A Beautiful Mind (Ron Howard, USA, 2001): Talk about an insult to the intelligence. The problem isn't that it's unfaithful to John Nash's life, it's that it's not faithful to anyone's life. Russell Crowe and Jennifer Connelly work their asses off so that it's only the third or fourth least plausible movie romance of all time. C MINUS

Talk to Me (Kasi Lemmons, USA, 2007): Muddled both politically and chronolgically -- the whole thing seems stuck in the Seventies instead of spanning twenty years. That only matters a little, because the performers are Don Cheadle and Chiwetel Ejiofor and the indomitable Taraji P. Henson, who, in total contrast to Hustle & Flow, is louder than her Pam Grier outfits: Tarantino should make her tribute now.

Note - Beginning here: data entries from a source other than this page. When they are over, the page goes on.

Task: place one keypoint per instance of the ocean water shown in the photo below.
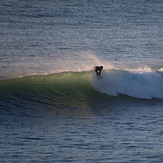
(53, 108)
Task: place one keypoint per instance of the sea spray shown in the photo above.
(143, 85)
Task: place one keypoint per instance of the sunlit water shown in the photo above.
(52, 106)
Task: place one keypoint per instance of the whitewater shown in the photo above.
(53, 108)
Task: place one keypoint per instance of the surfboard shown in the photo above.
(99, 77)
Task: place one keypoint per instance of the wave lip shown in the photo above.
(143, 85)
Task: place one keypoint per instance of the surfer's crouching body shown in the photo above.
(98, 70)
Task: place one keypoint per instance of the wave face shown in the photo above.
(69, 89)
(138, 84)
(80, 89)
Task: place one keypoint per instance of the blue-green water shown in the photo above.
(53, 108)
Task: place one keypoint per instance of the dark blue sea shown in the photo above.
(53, 107)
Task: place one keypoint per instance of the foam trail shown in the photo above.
(144, 85)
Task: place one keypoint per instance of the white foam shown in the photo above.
(139, 84)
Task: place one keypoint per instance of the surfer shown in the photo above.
(98, 70)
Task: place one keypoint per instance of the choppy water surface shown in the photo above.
(53, 108)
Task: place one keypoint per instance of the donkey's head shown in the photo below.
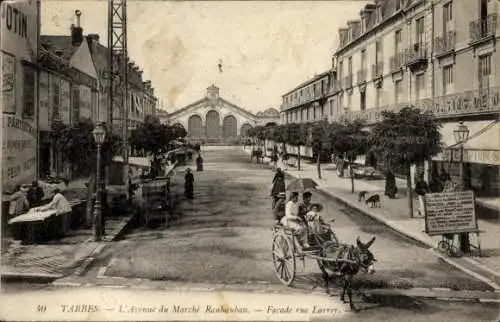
(366, 258)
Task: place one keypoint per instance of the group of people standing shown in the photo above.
(26, 198)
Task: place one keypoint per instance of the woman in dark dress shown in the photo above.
(278, 186)
(188, 184)
(199, 163)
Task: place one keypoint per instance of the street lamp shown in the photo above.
(99, 134)
(461, 135)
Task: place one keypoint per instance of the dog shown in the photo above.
(374, 201)
(362, 195)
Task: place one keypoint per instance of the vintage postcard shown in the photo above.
(250, 160)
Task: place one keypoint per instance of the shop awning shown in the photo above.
(134, 161)
(483, 145)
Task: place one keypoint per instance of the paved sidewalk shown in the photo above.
(394, 214)
(54, 260)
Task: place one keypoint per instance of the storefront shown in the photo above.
(19, 43)
(481, 157)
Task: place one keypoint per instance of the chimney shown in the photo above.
(343, 33)
(77, 31)
(47, 45)
(93, 41)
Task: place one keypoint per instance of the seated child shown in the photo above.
(319, 232)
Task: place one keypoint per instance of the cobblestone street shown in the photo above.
(224, 236)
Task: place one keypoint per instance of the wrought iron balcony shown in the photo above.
(347, 82)
(474, 102)
(361, 76)
(377, 70)
(483, 29)
(397, 62)
(445, 44)
(416, 56)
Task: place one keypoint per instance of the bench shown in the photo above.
(31, 225)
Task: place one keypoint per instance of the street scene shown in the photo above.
(197, 185)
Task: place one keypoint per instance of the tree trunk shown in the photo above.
(410, 190)
(319, 166)
(298, 159)
(351, 174)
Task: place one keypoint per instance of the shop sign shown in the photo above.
(471, 156)
(463, 103)
(18, 152)
(449, 213)
(8, 83)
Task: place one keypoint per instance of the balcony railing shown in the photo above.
(483, 29)
(361, 76)
(397, 61)
(348, 81)
(377, 70)
(445, 44)
(417, 54)
(473, 102)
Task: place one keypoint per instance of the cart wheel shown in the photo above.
(453, 251)
(443, 246)
(284, 259)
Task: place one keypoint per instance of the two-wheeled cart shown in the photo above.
(286, 251)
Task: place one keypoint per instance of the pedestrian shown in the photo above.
(199, 163)
(435, 184)
(188, 184)
(279, 207)
(305, 205)
(35, 195)
(421, 189)
(278, 186)
(18, 202)
(293, 221)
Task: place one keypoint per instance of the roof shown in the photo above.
(270, 112)
(310, 81)
(62, 43)
(205, 99)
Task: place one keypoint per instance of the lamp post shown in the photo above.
(99, 133)
(461, 135)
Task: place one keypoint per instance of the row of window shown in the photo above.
(318, 88)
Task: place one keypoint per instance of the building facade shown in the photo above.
(19, 43)
(141, 98)
(213, 119)
(436, 55)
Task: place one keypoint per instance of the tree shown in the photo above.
(297, 135)
(178, 131)
(349, 139)
(320, 141)
(406, 137)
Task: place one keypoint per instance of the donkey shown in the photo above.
(356, 258)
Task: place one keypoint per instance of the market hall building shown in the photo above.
(215, 120)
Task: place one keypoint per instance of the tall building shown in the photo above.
(310, 101)
(19, 44)
(435, 55)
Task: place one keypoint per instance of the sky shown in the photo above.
(267, 48)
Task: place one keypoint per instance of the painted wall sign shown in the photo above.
(8, 83)
(473, 156)
(18, 152)
(450, 212)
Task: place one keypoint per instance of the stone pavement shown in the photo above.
(56, 259)
(394, 214)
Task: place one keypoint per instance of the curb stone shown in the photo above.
(424, 293)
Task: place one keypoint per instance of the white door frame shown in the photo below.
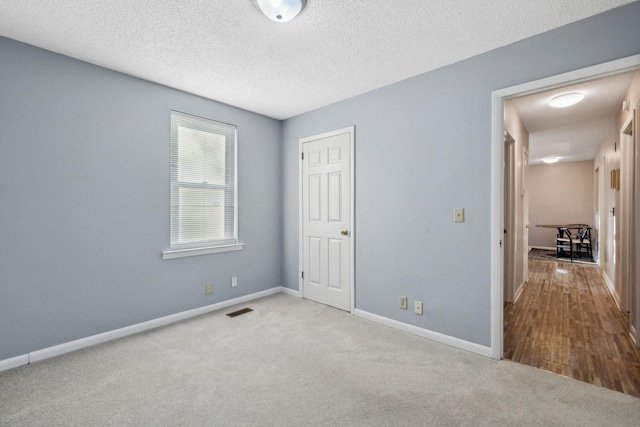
(352, 132)
(509, 239)
(497, 176)
(626, 221)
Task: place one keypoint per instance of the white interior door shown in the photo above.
(327, 235)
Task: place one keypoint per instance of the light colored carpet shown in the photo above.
(293, 362)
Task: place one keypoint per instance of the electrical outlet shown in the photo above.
(417, 307)
(403, 302)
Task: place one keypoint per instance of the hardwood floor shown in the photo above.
(566, 322)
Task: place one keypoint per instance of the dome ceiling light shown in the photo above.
(566, 100)
(281, 10)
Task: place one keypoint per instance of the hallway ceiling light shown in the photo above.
(550, 160)
(281, 10)
(566, 100)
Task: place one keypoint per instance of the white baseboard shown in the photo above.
(14, 362)
(291, 292)
(546, 248)
(425, 333)
(67, 347)
(70, 346)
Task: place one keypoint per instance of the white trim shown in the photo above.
(612, 289)
(351, 130)
(14, 362)
(291, 292)
(181, 253)
(426, 333)
(497, 147)
(70, 346)
(519, 292)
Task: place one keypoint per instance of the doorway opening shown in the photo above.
(500, 154)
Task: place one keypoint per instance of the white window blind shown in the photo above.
(203, 182)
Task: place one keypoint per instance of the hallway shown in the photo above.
(566, 322)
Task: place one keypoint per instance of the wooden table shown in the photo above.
(565, 234)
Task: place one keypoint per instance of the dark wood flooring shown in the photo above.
(566, 322)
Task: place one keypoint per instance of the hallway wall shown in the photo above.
(561, 193)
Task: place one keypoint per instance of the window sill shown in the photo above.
(181, 253)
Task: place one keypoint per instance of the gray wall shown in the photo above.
(84, 217)
(422, 148)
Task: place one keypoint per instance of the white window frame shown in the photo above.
(204, 246)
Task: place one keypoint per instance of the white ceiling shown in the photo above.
(574, 133)
(335, 49)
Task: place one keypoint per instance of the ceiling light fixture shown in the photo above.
(566, 100)
(281, 10)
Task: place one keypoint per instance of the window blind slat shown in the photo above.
(203, 182)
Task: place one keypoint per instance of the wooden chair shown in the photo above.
(582, 242)
(564, 243)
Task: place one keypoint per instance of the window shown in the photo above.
(203, 186)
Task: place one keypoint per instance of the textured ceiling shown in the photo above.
(335, 49)
(574, 133)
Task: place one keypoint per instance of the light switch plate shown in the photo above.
(458, 214)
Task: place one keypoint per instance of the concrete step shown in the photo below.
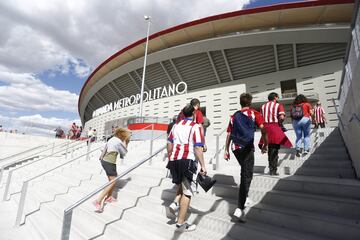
(305, 221)
(327, 205)
(326, 172)
(346, 188)
(212, 224)
(329, 164)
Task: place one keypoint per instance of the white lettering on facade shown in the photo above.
(157, 93)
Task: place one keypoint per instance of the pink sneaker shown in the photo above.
(98, 207)
(110, 199)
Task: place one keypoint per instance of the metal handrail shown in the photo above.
(217, 152)
(353, 116)
(8, 181)
(20, 153)
(65, 232)
(3, 167)
(26, 183)
(48, 147)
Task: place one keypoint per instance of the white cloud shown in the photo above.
(58, 36)
(57, 32)
(25, 92)
(35, 124)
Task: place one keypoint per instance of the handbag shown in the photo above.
(103, 153)
(192, 166)
(205, 182)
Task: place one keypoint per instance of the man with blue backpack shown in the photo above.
(240, 132)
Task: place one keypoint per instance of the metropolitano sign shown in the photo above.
(157, 93)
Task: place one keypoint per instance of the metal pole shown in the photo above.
(65, 232)
(21, 204)
(72, 153)
(151, 141)
(88, 152)
(217, 152)
(67, 148)
(2, 172)
(7, 186)
(144, 68)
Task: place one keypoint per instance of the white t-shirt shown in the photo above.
(116, 145)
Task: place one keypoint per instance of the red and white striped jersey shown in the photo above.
(319, 111)
(185, 136)
(253, 115)
(271, 111)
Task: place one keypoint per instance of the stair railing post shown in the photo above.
(21, 204)
(151, 141)
(52, 150)
(7, 186)
(88, 152)
(65, 232)
(67, 148)
(72, 153)
(217, 152)
(2, 169)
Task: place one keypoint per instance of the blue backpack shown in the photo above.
(243, 130)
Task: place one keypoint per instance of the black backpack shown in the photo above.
(297, 112)
(243, 130)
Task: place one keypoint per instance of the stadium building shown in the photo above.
(288, 48)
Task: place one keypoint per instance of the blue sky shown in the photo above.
(48, 48)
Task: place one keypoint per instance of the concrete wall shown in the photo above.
(349, 102)
(223, 100)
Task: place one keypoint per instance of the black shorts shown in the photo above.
(180, 169)
(110, 168)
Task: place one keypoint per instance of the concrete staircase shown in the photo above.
(314, 197)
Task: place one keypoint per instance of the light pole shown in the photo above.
(147, 18)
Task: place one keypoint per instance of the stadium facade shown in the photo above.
(287, 48)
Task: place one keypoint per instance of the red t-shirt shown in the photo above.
(253, 115)
(198, 117)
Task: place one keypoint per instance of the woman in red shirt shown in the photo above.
(301, 112)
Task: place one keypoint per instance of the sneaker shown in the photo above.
(110, 199)
(174, 207)
(274, 173)
(240, 214)
(185, 227)
(249, 202)
(306, 152)
(98, 207)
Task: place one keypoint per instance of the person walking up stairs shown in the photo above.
(241, 133)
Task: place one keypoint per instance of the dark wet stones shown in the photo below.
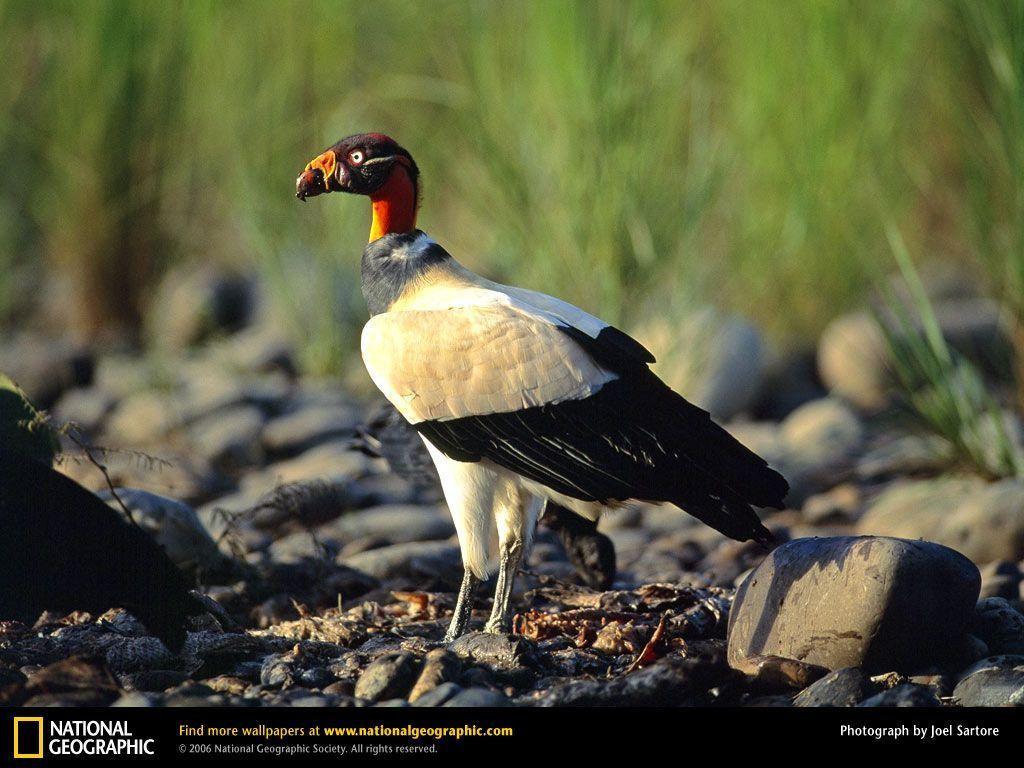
(779, 672)
(46, 369)
(153, 680)
(672, 681)
(906, 694)
(438, 559)
(175, 526)
(872, 602)
(439, 667)
(396, 523)
(844, 687)
(278, 672)
(388, 677)
(229, 437)
(999, 626)
(477, 697)
(500, 651)
(997, 681)
(302, 429)
(74, 674)
(1001, 579)
(436, 696)
(193, 304)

B PLUS

Superbad (Greg Mottola, USA, 2007): Pretty funny, but it seems like it was written by teenage boys. What? It was? B PLUS

Hot Rod (Akiva Schaffer, USA, 2007): Yep, another movie where the man-child gets the girl because the man-man is an asshole or a lawyer or something. Funny, I remember my peers when I was fourteen being much dickwadier than my peers now (except you, Mike). C

Away from Her (Sarah Polley, Canada, 2006): Who was the last filmmaker who displayed such a command of narrative first time up -- Charles Laughton? Sure, it helps to be working from an Alice Munro story, but Polley neatly fills out the story of an Alzheimer's suffer (Julie Christie) and her husband (Gordon Pinsent), strengthening Munro's spiralling ironies with some sharp gags (the hockey commentator who can't give up his job, even in the nursing home, lets Polley get a wicked cheap shot in on Pinsent's character), though the movie's ending gnaws at you rather than crushing you. Christie is as exceptional as you've heard: many actresses could get the tics right, and the great ones could stand up to Polley's camera circling their tear-stained faces, but who else could sustain the perfect tone throughout the picture? Wise, frightened and sly, irresistible and unforgettable -- except there's no such thing. A

Office Space (Mike Judge, USA, 1999): Threatens to undermine capitalism for a few minutes. Soon wusses out into fantasies of Jennifer Aniston, but remains funny. B

The Warlords (Peter Chan, China, 2007): Watched it without subtitles and my Mandarin is non-existent, so no rating, but seemed good for what it was -- blood brotherhoods breaking and impalements galore. Jet Li looked strangely like a good actor.